Среди членов совета было немало католиков. Как и следовало ожидать, они с самого начала выступали против изучения стволовых клеток, поскольку такие исследования предполагают уничтожение эмбриона, а это противоречит доктрине церкви. Впрочем, даже не заглядывая в глубь многовековой истории церкви, вы увидите, что такое мнение зародилось лишь в конце 1800-х годов. Камнем преткновения стал вопрос о вселении души – на какой стадии развития плода это происходит? Церковный совет постановил считать критическим момент зачатия, а не срок беременности около трех месяцев, как утверждал в XIII веке Фома Аквинский.
Но все это не имело значения. Шел 2002 год. Важно было, что думают теперь католики в совете по биоэтике. И что думают евреи, антиклерикалисты, христиане других конфессий, республиканцы, демократы, либералы, консерваторы, женщины, мужчины, ученые, специалисты по биоэтике, гуманисты, юристы, врачи и кого еще мы забыли? Представители всех профессий и верований имели свое мнение и старались не упустить ни крупицы информации, представленной совету. К тому же за нами следила пресса, а мы выслушивали многочисленных экспертов, рассказывавших об исследованиях природы стволовых клеток, о том, что и как происходит при нормальном процессе слияния половых клеток. На этом бурном фоне мои прежние дартмутские занятия казались детсадовскими играми.
Погрузившись в процесс без всякой подготовки, я думал: будь что будет. Но вдруг понял, что и у меня есть собственное мнение. Конечно, раньше я не слишком глубоко задумывался на эти темы, что, впрочем, не означало моего полного равнодушия к подобным вопросам. Работа в совете показала мне, что размышлять о нравственных и этических проблемах – это и значит, по сути, быть человеком. Меня это хорошо встряхнуло. Уже недостаточно было просто сослаться на какие-то концепции. Что я могу сказать перед камерами о столь важном деле, как управление обществом? Какой должна быть нравственная канва? Не посягают ли исследования стволовых клеток на основы основ человеческой культуры?
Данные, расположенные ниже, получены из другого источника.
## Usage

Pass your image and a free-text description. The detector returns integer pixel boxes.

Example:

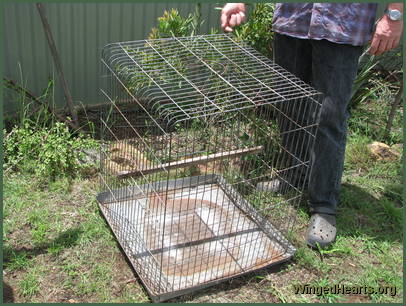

Мы заседали и выслушивали разных экспертов более полугода, и в результате наметился целый ряд тезисов. В феврале, когда мы собрались во второй раз, с презентацией выступил выдающийся стэнфордский эксперт по стволовым клеткам Ирв Вайссман, ответственный за выпуск нового отчета Национальной академии наук о технологиях с использованием таких клеток. Перед заседанием мы обменялись любезностями и выяснили, что в 1961 году вместе учились в Дартмутском колледже. Тогда нам не довелось встретиться, поскольку через три месяца Вайссман снова вернулся в свою любимую Монтану. Он держался дружески и был абсолютно уверен в пользе исследований стволовых клеток.
В отчете Национальной академии наук[211] была сделана попытка развеять связанные со стволовыми клетками мифы и провести границы между различными процессами – исследованиями стволовых клеток взрослых, исследованиями стволовых клеток эмбрионов, репродуктивным клонированием и так называемой пересадкой ядра соматической клетки[212] (терапевтическим клонированием). Вайссман тут же ввязался в ожесточенный спор, который начал один из блюстителей христианской морали Гил Мейлендер. Профессор христианской этики из небольшого университета на Среднем Западе, Гил Мейлендер был обаятельным и саркастичным провокатором. У него вызывали беспокойство многие вопросы, по которым редукционисты вроде Вайссмана и гуманисты вроде него самого никак не могли сойтись. По сути, он утверждал, что в отчете Национальной академии наук для одного и того же понятия – человеческого эмбриона – использовалась разная терминология. Вот что Гил сказал Ирву:
В отчете Академии речь идет о двух, как утверждается, совершенно разных процедурах. Одна – репродуктивное клонирование человека, а вторая – трансплантация ядра для получения стволовых клеток. Допустим, нам предъявили две созданные в лаборатории клонированные бластоцисты
Эта перепалка заставила меня задуматься о противоречиях, а на самом деле о глубоком недопонимании, между двумя учеными. Если биологический объект – бластоцисту, полученную любым из двух способов, – имплантировать в матку, он имел бы шанс развиться в человеческий организм. Обе бластоцисты могли бы дать стволовые клетки для биомедицинских исследований. Все очевидно.